Susanna Beard: Dare To Remember

dare-to-remember-cover

I received a free physical copy of this book from the publishers as part of their Legend100 Club in exchange for an honest review.

Reeling from a brutal attack that leaves her flatmate dead and her badly
injured, Lisa Fulbrook flees to the countryside to recuperate. With only
vague memories of the event, she isolates herself from her friends and
family, content to spend her days wandering the hills with her dog, Riley.

However, Lisa is soon plagued, not only by vivid flashbacks, but questions,
too: how did their assailant know them? Why were they attacked? And
what really happened that night?

As she desperately tries to piece together the memories, Lisa realises that
there’s another truth still hidden to her, a truth she can’t escape from. A
truth that may have been right in front of her all along.

Dare To Remember is Susanna Beard’s debut novel; a psychological thriller following Lisa Fulbrook after she has relocated to a quiet village following the trauma she has experienced. After experiencing a near miss with death and losing her closest friend, Lisa cannot take being around everyone that was part of that life that has been taken away from her. Attempting a second chance at life, Lisa becomes plagued with flashbacks and nightmares that leave her questioning what truly happened that night and, underneath everything that she can remember, there is the question of what she can’t remember.

I had no expectations when heading into this novel, and that’s something I generally like to keep when it comes to thrillers and mystery’s. Once the suspense and the general plot-line has been divulged, I generally find it very hard to immerse myself and no longer feel the heart pumping, pulse racing sort of reaction expected of some of these novels. Dare To Remember is a brilliant psychological thriller that leaves you questioning everything that you are told regarding Lisa’s flashbacks and her memory. She herself admits to feeling unreliable in her account of what happened and you feel sympathy towards Lisa and her situation.

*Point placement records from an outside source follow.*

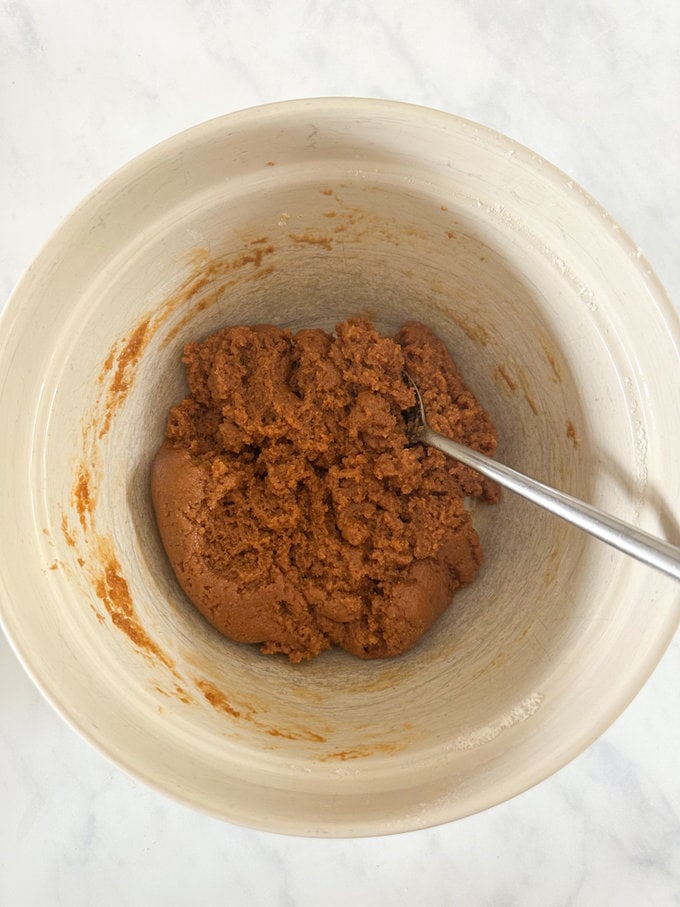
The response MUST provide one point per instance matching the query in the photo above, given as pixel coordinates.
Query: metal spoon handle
(622, 535)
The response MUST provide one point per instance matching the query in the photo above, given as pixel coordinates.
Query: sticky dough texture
(292, 509)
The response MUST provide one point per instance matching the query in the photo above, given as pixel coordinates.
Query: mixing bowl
(301, 214)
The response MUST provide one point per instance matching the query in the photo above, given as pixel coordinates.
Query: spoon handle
(645, 547)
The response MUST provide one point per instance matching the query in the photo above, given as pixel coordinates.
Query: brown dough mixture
(292, 509)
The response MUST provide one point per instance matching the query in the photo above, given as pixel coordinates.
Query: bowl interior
(302, 217)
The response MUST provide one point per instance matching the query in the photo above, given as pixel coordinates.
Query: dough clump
(293, 510)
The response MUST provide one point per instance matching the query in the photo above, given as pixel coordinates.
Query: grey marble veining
(591, 86)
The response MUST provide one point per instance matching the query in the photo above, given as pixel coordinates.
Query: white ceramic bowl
(301, 214)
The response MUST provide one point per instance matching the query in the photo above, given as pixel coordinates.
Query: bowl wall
(303, 214)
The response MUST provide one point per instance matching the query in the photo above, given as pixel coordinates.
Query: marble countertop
(591, 86)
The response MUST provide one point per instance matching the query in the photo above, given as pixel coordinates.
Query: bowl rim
(342, 107)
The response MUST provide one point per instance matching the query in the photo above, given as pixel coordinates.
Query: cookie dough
(292, 509)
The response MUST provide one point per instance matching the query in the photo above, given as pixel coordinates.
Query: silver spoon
(627, 538)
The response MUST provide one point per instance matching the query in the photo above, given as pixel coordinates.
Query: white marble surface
(592, 86)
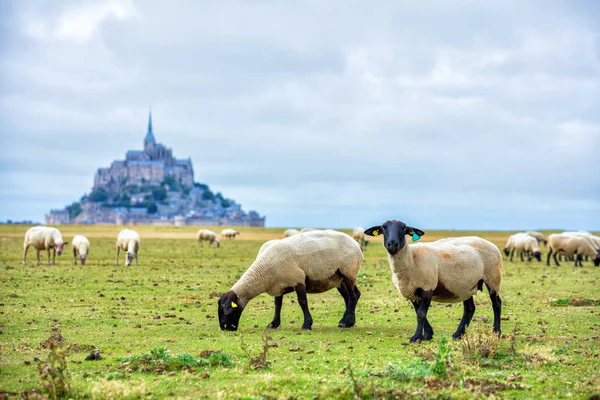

As a character, Lisa is quiet and likes to keep to herself – preferring the company of the dog she acquired from her next door neighbour to that of human company. Though this is the case, she does keep in regular contact with her next door neighbour, an elderly man who doesn’t pry into her past and accepts her for who she is and how she helps. It is clear that the Lisa of the present is one entirely different to that of Lisa before the event, with her flashbacks and nightmares showing a woman who was lively and liked to socialise. Beard shows how such a traumatic event can truly impact someone’s life and how their whole personality can change. It is only thanks to the relationships she makes after this event that she is able to accept her situation and move forwards.

I really enjoyed the concept of the novel. Dare To Remember is well-paced, quick, and easy to read, and the writing and plot draws you into the narrative. I found it very hard to put this novel down as I just couldn’t help being drawn into Lisa’s life and trying to, at the same time as her, uncover the truth of the attack and what her mind had shrouded from her. The side characters were also interesting, all with their own traumas and incidents that have made them who they are, and I loved how they all interacted and how they affected events that were to take place, all of them helping each other in different ways.